We have to start somewhere. We can’t avoid it simply because we aren’t able to solve it overnight.
We definitely have a LONG way to go. It wasn’t until we moved abroad (China and Korea) that I realized just how bad our treatment is of immigrants in the U.S. We have no patience for those that don’t speak perfect English or don’t follow the cultural norms. For the most part, I was treated respectfully while being the foreigner, but there were definitely times where I felt my ignorance (I was basically illiterate, since I don’t read Chinese). I feel like I can only partly understand what it’s like to be an American minority from my experiences, and it was incredibly difficult at times.
It reminds me of a quote I heard recently that we have succeeded when instead of treating others equally on the basis of color, we don’t see color at all. And we have a long, long way to go.
Yes, many people like to claim that they don’t see color now, but what they mean is they don’t see the structural inequalities currently baked into our system that primarily give them advantages. They DO see it when the inequalities are removed or minimized, like the strong opposition to affirmative action based on the specious argument that it gives “unqualified” minorities that white kids would normally have gotten.
Ugh, I’m so sorry you have to deal with that. I’ve never thought of Asian Americans as the “model minority” but that’s a really interesting phrase that does seem to jive with what I’ve seen all my life.
There are some really great analyses of the myth of the model minority written in recent years. I hadn’t thought of it by those that phrase before but it is quite accurate in the ranking of minorities and types of racism that is experienced by each.
It’s unfortunate but true that the judgment begins the moment a potential employer reads a name or a vendor sees a face. I’d say that the discrimination is significantly better than it was even a decade ago, but I agree that it will probably take decades more for these issues to smooth out.
Do you find these racial and gender barriers to be as prominent in the Bay Area compared to other parts of the country? I would imagine that the coasts would be most progressive and tolerant.

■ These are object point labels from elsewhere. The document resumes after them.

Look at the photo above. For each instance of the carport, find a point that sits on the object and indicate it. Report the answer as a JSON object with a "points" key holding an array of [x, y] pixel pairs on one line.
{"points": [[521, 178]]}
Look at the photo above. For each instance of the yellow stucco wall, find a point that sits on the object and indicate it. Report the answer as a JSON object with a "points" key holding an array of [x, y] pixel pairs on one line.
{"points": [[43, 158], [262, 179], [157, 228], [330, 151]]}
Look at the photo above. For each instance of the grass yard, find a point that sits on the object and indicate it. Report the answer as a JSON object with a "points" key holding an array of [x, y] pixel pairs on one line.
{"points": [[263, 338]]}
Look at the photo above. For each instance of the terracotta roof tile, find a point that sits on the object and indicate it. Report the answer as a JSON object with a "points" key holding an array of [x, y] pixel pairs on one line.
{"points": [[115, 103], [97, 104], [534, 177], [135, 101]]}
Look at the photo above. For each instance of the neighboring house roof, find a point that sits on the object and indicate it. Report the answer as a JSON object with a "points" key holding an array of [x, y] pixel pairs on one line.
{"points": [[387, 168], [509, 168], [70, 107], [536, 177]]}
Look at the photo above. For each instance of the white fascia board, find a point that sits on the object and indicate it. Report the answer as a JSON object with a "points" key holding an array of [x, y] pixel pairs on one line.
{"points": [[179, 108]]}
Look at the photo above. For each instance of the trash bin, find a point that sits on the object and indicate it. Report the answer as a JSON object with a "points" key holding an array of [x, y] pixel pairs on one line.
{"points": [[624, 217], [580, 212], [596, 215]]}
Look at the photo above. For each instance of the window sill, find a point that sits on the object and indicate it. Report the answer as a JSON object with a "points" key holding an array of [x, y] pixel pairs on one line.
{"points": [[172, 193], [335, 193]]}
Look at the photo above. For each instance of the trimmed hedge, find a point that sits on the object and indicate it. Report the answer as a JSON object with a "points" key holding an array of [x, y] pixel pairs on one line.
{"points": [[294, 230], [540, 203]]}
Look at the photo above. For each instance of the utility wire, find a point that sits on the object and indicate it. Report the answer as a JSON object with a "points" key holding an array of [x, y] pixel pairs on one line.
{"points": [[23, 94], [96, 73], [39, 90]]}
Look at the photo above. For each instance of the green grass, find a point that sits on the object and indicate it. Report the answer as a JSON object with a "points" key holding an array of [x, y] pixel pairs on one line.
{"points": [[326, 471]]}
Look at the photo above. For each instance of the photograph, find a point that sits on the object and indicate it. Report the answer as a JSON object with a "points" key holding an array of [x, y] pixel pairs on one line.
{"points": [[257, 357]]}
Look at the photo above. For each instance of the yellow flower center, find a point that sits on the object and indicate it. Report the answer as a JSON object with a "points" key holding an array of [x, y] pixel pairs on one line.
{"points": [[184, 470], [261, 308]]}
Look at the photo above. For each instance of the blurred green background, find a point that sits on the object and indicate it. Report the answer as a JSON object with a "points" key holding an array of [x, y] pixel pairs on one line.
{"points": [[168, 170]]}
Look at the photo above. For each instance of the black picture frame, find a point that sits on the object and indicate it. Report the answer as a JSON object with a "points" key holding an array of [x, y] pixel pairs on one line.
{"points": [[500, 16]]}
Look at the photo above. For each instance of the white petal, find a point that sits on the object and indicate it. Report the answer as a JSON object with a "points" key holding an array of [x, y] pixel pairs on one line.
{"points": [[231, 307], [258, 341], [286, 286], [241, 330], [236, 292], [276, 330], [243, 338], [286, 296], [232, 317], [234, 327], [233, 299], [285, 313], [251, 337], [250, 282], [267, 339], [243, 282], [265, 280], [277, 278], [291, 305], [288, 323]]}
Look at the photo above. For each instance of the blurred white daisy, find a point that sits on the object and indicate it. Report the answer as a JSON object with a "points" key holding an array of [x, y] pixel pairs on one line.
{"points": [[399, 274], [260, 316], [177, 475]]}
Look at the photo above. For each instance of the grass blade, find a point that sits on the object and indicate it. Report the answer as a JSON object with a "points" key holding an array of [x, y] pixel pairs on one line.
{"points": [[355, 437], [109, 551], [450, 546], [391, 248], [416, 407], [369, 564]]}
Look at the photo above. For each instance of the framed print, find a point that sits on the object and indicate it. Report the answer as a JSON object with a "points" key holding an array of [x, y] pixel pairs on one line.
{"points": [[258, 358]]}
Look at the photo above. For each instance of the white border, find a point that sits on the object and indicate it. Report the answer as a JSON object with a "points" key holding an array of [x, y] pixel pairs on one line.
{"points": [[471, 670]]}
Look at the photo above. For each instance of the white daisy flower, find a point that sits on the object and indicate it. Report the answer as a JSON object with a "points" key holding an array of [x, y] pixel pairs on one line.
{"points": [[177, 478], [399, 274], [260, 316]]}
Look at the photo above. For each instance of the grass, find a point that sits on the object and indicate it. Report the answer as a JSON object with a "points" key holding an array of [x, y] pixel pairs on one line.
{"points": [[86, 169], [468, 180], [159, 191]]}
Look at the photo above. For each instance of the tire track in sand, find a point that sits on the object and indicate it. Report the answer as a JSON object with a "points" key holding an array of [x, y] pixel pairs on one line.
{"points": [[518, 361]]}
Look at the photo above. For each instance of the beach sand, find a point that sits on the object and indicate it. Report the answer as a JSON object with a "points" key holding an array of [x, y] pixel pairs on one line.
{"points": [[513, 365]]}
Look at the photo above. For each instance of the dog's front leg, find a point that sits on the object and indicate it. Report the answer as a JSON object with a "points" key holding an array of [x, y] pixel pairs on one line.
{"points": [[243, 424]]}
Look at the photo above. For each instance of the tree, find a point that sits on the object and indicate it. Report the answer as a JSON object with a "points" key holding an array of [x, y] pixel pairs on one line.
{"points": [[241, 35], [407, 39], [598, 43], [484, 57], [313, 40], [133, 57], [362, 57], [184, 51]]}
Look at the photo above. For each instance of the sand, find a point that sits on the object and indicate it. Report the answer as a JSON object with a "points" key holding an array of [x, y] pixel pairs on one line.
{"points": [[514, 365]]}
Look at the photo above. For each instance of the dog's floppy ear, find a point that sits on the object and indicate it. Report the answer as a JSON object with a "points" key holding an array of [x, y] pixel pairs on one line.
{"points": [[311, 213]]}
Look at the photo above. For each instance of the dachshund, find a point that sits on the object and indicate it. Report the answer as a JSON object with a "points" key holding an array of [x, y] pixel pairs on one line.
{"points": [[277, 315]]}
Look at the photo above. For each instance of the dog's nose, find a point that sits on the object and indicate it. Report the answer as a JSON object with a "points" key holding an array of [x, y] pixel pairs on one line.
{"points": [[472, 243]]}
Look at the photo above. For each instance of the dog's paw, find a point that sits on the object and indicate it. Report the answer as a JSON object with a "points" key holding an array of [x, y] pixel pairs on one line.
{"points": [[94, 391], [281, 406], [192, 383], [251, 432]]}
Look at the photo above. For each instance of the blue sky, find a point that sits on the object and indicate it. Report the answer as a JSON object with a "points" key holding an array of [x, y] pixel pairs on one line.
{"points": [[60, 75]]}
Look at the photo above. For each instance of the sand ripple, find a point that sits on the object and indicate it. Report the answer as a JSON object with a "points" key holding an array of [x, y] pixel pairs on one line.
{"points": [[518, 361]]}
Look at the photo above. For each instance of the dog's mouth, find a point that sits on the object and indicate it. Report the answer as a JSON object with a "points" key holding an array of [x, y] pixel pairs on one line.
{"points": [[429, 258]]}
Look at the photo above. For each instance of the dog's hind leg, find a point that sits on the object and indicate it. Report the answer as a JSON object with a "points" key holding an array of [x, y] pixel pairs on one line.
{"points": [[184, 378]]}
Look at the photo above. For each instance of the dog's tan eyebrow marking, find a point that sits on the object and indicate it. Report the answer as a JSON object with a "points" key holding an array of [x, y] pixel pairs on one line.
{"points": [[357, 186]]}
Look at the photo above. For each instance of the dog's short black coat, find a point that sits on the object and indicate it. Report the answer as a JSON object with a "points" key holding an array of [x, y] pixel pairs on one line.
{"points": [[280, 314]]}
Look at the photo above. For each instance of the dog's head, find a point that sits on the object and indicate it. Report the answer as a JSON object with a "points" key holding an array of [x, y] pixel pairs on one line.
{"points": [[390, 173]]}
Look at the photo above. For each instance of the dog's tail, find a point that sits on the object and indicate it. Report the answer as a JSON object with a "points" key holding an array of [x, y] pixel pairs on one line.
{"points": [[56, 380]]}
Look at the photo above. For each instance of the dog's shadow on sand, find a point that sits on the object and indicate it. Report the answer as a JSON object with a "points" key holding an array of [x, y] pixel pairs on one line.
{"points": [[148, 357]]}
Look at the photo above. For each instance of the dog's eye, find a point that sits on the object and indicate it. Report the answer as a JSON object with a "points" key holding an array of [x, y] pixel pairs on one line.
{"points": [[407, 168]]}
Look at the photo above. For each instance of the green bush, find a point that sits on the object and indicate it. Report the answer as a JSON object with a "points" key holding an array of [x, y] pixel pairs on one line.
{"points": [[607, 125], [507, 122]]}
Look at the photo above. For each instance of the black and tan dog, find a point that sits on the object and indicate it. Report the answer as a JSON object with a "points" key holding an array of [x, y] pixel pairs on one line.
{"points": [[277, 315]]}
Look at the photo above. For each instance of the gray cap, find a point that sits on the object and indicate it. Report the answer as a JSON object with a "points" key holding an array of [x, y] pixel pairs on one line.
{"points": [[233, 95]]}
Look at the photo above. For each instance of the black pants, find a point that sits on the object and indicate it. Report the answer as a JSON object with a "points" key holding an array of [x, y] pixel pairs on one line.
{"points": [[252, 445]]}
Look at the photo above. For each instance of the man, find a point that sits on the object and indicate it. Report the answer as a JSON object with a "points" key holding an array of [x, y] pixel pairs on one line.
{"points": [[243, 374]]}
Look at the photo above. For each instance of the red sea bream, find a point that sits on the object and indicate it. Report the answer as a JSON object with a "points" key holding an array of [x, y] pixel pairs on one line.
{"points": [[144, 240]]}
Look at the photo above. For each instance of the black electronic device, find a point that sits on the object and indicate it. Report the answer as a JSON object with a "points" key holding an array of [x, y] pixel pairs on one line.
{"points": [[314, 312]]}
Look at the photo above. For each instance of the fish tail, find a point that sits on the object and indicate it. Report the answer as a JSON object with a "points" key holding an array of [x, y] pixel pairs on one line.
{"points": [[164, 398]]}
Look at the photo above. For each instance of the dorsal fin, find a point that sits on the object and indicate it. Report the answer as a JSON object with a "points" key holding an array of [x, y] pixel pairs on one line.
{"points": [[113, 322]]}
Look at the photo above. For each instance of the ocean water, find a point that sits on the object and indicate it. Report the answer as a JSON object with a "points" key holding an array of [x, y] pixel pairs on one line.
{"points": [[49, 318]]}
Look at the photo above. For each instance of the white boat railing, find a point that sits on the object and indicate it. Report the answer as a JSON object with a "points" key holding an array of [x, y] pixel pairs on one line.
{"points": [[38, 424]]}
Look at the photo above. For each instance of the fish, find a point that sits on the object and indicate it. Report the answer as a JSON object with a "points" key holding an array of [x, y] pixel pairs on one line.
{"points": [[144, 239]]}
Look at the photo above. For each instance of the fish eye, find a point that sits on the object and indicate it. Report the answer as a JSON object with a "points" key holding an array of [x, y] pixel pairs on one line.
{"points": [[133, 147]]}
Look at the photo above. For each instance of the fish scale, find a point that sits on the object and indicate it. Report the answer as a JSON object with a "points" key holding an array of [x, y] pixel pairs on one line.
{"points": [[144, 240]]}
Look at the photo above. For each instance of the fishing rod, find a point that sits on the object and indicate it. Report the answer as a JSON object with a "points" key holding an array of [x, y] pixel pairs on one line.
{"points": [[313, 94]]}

The coasts are supposed to be the most progressive and tolerant, but I think that mostly means there are larger pockets of people who don’t support it actively, and openly, than in other states. It doesn’t mean that the racism is less virulent or the gender bias is less – I’ve primarily lived on the coast, and only visited the Midwest. In my eyes, the racism is as prevalent in the Bay Area as another other place I’ve lived on the coast, it just may go unremarked because those who are discriminated against don’t have the power to make their voices heard. The records of racist texts sent by SFPD officers is an unhappy and stark example of this.